The U.S. Environmental Protection Agency announced on Tuesday it planned to set new rules that would limit new power plants’ CO2 emissions, the first move by the world’s largest economy to regulate the gas blamed for contributing to global warming.
Those CO2 rules, long feared by coal users, come on top of EPA pollution regulations that will drive dozens of old coal power plants into retirement, and will make it even harder to build those plants that have powered the nation for decades.
“It is dramatic,” said Brandon Blossman, analyst with Houston investment bank Tudor, Pickering and Holt. “But cheap natural gas has caused that to happen in a much stealthier way.”

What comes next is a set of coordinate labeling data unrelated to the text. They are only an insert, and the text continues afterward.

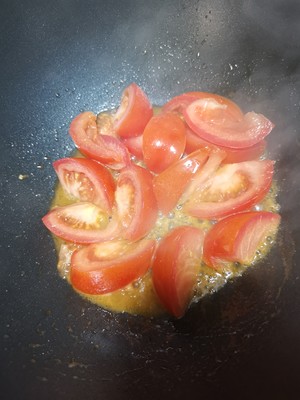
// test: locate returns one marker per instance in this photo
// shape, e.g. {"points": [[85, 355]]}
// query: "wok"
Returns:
{"points": [[61, 57]]}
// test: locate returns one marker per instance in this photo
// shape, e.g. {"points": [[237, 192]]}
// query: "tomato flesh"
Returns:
{"points": [[107, 149], [213, 121], [233, 188], [170, 184], [135, 146], [194, 142], [175, 266], [163, 141], [134, 112], [136, 202], [237, 237], [81, 223], [86, 180], [105, 267]]}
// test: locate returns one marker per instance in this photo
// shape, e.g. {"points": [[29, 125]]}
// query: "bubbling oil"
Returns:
{"points": [[139, 297]]}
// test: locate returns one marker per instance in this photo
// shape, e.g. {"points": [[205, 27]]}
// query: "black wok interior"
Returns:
{"points": [[59, 58]]}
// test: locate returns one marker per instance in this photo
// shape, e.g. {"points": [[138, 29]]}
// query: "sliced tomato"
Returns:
{"points": [[86, 180], [170, 184], [194, 142], [233, 188], [218, 123], [136, 202], [105, 267], [107, 149], [237, 237], [135, 146], [180, 103], [82, 223], [175, 266], [134, 112], [163, 141]]}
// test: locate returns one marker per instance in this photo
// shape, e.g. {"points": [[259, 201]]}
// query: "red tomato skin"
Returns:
{"points": [[107, 149], [236, 238], [217, 124], [170, 184], [258, 175], [134, 112], [194, 142], [102, 190], [56, 221], [163, 141], [92, 274], [175, 267], [139, 216]]}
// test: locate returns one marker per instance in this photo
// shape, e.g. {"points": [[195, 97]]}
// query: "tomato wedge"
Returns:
{"points": [[180, 103], [105, 267], [216, 122], [134, 112], [107, 149], [136, 202], [86, 180], [194, 142], [170, 184], [163, 141], [233, 188], [237, 238], [82, 223], [175, 266], [135, 146]]}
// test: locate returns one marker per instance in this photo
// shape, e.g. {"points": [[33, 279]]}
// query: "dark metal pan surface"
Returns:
{"points": [[61, 57]]}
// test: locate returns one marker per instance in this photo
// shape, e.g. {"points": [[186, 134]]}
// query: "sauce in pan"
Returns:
{"points": [[139, 297], [216, 130]]}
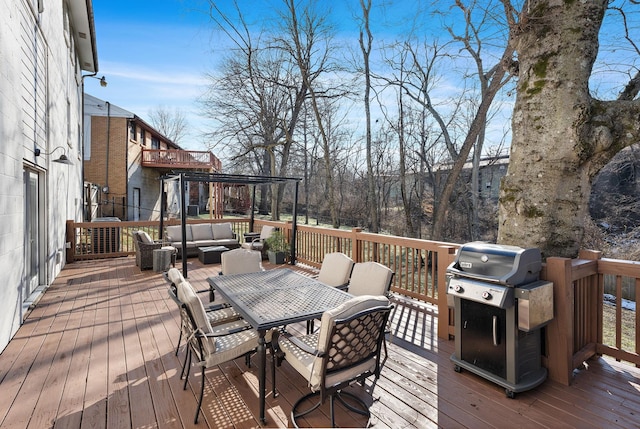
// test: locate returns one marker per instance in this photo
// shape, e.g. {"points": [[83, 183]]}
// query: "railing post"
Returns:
{"points": [[594, 255], [357, 245], [70, 238], [444, 257], [560, 329]]}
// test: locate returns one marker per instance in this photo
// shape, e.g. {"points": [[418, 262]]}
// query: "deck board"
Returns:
{"points": [[98, 351]]}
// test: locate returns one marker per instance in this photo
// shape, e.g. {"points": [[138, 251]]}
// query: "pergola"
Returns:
{"points": [[183, 177]]}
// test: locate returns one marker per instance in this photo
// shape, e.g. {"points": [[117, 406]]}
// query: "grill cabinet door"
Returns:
{"points": [[483, 341]]}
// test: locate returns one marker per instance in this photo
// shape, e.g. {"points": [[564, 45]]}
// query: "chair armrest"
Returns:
{"points": [[224, 334], [304, 347], [214, 307]]}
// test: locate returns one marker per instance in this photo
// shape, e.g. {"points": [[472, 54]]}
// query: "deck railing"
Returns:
{"points": [[576, 333], [579, 330]]}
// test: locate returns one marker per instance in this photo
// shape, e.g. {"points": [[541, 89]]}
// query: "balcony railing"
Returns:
{"points": [[573, 336], [180, 159]]}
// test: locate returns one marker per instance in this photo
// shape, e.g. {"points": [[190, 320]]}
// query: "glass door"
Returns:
{"points": [[32, 231]]}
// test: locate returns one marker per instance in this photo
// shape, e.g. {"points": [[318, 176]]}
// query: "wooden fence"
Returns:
{"points": [[574, 335]]}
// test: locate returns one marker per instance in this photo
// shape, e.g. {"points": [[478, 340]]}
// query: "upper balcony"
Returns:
{"points": [[177, 159]]}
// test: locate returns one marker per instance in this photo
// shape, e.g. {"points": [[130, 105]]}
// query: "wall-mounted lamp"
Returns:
{"points": [[62, 160], [103, 80]]}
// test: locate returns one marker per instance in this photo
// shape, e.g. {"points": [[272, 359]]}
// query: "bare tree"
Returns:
{"points": [[171, 123], [310, 47], [366, 42], [562, 135], [256, 101]]}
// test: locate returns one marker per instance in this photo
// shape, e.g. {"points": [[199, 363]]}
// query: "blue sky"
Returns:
{"points": [[156, 53], [152, 54]]}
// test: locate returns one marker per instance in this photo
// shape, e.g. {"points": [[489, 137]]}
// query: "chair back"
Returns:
{"points": [[266, 232], [240, 261], [350, 341], [370, 278], [195, 321], [336, 269], [174, 276]]}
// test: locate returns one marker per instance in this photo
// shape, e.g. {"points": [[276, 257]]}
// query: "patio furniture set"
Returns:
{"points": [[207, 241], [257, 307]]}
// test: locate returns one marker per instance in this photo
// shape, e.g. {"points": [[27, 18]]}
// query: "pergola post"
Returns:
{"points": [[294, 227]]}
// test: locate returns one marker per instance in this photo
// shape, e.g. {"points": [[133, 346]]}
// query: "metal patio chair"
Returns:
{"points": [[346, 349], [209, 347]]}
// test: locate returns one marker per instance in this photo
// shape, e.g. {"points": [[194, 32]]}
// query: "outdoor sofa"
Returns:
{"points": [[201, 235]]}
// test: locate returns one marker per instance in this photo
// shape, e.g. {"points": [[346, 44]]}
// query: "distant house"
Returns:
{"points": [[125, 156], [490, 172], [44, 49]]}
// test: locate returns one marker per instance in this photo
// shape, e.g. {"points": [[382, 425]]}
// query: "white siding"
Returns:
{"points": [[40, 106]]}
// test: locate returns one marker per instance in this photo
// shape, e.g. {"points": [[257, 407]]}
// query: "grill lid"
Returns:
{"points": [[502, 264]]}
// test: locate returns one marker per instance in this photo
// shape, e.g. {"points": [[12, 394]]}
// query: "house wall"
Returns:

A glut of gas from vast shale fields in the United States has driven prices of that fuel to their lowest level in a decade near $2.20 per million British thermal units, prompting power companies to run their gas plants at record levels.
That has pushed coal’s share of the nation’s electricity production down by nearly a quarter over the past year, although it still remains the largest supplier of power, with nearly 40 percent of the market compared to 27 percent for gas-fired power generators.
Analysts at Barclays had forecast about 6,600 megawatts of coal power plants would be built in the coming years, but the new EPA rules would shrink that to about 2,200 MW. That equates to fewer than five power plants with enough capacity to supply about 2 million households.
The U.S. Department of Energy forecast last year the new gas power plants would total 134,000 megawatts over the next 25 years, five times the projected amount of new coal-based generation, even before gas prices fell to their current lows.
Power developers have scrapped plans for more than 100 coal-fired electricity plants over the past decade due to difficulty obtaining construction and pollution permits or because they were simply too expensive.
Instead, they are turning to natural gas, which can be built more quickly and are typically more efficient, and are far cheaper.
“At best, a coal-fired power plant is about 2-1/2 times as expensive as gas,” Blossman said.
With gas taking the lead in the power industry, the new EPA proposals appeared to trigger a collective shrug from Wall Street on Tuesday.
Shares in coal companies Alpha Natural Resources and Peabody Energy both slipped less than 2 percent, while shares in coal-heavy utility buyers such as American Electric Power and Southern Company rose slightly.
The new EPA rules would not apply to any power plants that begin construction in the next 12 months, such as Duke Energy’s Cliffside and Edwardsport plants, which will total more than 1,400 MW when they come on line this year.
Duke is not planning any new coal plants besides those two, a spokesman said.
But those companies that do seek to build new coal power plants will need to rely on carbon capture and sequestration (CCS), under the planned EPA rules.
That prospect appears a bit daunting, since there are currently no operating commercial-scale CCS projects in the country.
Still, at least two projects in development in Texas aim to change that.
Power company NRG Energy’s Petra Nova subsidiary hopes to start construction next year on a project at the W.A. Parish coal power plant near Houston.
“I think it’s crucial that someone demonstrate the viability of carbon capture at scale,” said Petra Nova CEO Jeff Baudier. “There’s been a large number of CCS projects that have fallen by the wayside.”
And power plant developer Summit Power Group is currently seeking funds to build a new coal power plant near Odessa, Texas that will use CCS technology.
Petra Nova has received $167 million from the U.S. Department of Energy for its project, which will cover less than half the cost of its construction, while Summit has won $450 million from the DOE, but still needs to raise more than $2 billion in debt and equity funding.